Patsy has been collecting seriously since the 1990s, she told Kim Hill.
“I had the opportunity to work in upstate New York, and I had access to a lot of Barbie dolls over there and I would bring them back to New Zealand in trunks.”
Her passion for the hobby has waxed and waned she says, but has been reinvigorated in recent years.
“During Covid I just went to work and came home again and the dolls were like a little bit of a happy release with what I was dealing with as a frontline emergency service worker, and some of the sadness that I was dealing with, and to come home and look at the dolls, it was just fun.”
And then the museum team got involved, further renewing her passion, she says.
“The lovely Megan [Dunn] and David and Tom, from the Wellington Museum.
“Having them come and look at my collection and get so excited at taking the dolls off the shelves and seeing what's behind and, looking at the memories and remembering their memories with me.”

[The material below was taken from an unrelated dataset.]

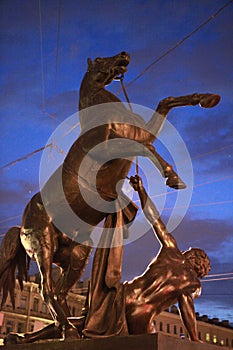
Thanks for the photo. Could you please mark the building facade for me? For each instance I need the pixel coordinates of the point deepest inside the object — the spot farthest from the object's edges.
(31, 314)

Dunn, who has a “wonderful eye” narrowed down the exhibition to 500 dolls, she says.
“We were like a couple of school girls, sitting in my room, looking at these dolls, and I'm going ‘oh my goodness, I bought that doll when I was in LA looking at the Baywatch dolls and I bought that doll in Hawaii'.
“And then Megan found one of my loose dolls that she actually had as a child.”
Space constraints means it’s dolls only and not Barbie merch she collects, she says, and her husband is also a collector.
“He collects model rail sets and John Deere models and emergency services vehicles.
“We've got a two-storey garage and I remember there was a bit of discussion about who would get the space above the garage for the collection. And he won.
“I always thought the Barbies would have looked fabulous up there. But never mind I managed to get some room in the house.”
The upcoming film has created a bit of Barbiemania, she says.
“So many people have loved being part of the Barbiemania, really enjoyed coming around and looking at my collection and reliving the childhood memories.
“So, it's been great, it’s been great fun.”